Detectors for memory-related undefined behaviors in C/C++, while being imperfect, are at least something that smart people have spent a lot of time thinking about. Integer-related undefined behaviors have received much less attention, but then again they are a lot simpler than memory unsafety.
Today’s question is: What other checkers should we create? Here are a few. I’m not sure that any of these are really pressing problems in practice, but I think it would be far from useless to test important C/C++ codes under these tools. I’d be happy to hear suggestions for other tools that might be useful.
This discussion of undefined behavior checkers for Clang is useful.
Unspecified order of evaluation of arguments to a function
When you write something like f(g(),h()), the arguments can be evaluated in any order. This matters when the arguments perform I/O or when they modify overlapping state.

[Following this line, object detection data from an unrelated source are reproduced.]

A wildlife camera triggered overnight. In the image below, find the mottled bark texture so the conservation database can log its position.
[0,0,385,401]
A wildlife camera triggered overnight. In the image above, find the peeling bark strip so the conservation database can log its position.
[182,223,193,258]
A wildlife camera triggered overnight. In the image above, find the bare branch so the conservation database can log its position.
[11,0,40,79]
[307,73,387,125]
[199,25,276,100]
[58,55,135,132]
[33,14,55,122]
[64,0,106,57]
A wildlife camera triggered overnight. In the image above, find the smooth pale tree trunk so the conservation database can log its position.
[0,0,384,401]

Writing a rigorous tool for dynamically finding programs whose behavior is sensitive to argument evaluation order would be difficult and its performance would likely be bad. In contrast, it would be simple to hack a compiler to randomize (either at compile time or at run time) the order in which arguments are evaluated, at which point we would simply look for test cases to fail when the option to do this is turned on.

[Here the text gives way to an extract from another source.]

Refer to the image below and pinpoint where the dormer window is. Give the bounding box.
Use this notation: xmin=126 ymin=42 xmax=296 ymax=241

In a sensible world, left-to-right evaluation would be specified by the standards. Failing that, individual compilers should specify this. Sometimes people say that the unspecified order of evaluation permits the generation of more efficient code but it is very hard to believe that this effect is ever usefully exploited. A recent version of gcc that I checked consistently evaluates arguments right-to-left; a recent Clang consistently evaluates them left-to-right. Older versions of gcc would switch orders depending on optimization option.

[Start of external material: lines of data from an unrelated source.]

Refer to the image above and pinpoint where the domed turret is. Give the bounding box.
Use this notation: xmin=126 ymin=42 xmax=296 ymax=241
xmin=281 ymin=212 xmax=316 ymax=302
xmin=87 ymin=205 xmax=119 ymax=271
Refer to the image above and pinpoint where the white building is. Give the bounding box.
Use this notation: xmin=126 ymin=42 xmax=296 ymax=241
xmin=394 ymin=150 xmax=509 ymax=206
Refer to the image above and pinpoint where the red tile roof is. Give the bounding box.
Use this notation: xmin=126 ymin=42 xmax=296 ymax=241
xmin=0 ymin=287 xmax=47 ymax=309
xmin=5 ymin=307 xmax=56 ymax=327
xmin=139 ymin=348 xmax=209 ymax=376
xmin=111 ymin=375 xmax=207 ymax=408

Unsequenced modifications to lvalues
Modifying an object multiple times within a C/C++ expression, or accessing an lvalue “other than to determine the new value” is undefined. Here’s a program with unsequenced modifications to x:
int main (void)
unsigned *p = &x;
x = 0;
printf ("%u\n", x++ + –x);
And the result:
$ gcc -w side_effect.c ; ./a.out 4294967295 $ gcc -w -O side_effect.c ; ./a.out 4294967294 $ clang -w side_effect.c ; ./a.out 0
For some examples (such as this program) GCC and Clang provide good warnings, but minor modifications such as accessing a variable through a pointer will suppress the warnings without making the underlying problem go away.
I think a dynamic checker for this kind of undefined behavior could be pretty efficient because the total number of objects touched while evaluating an expression is usually pretty small.
Strict aliasing violations
The strict aliasing rules in C/C++ require basically that if you cast a pointer into any kind of pointer besides char *, you don’t dereference the new pointer. Unfortunately I’m not sure how to check for violations short of a full type safety implementation, which is no fun for anyone.
Compiler warnings for strict aliasing violations exist, but seem to be unpredictable. For example, neither GCC nor Clang warns about either c1() or check() in this post. These are both extremely simple and obvious violations of strict aliasing. So it’s hard to see how these compilers could be providing robust warnings about more difficult examples found in real code.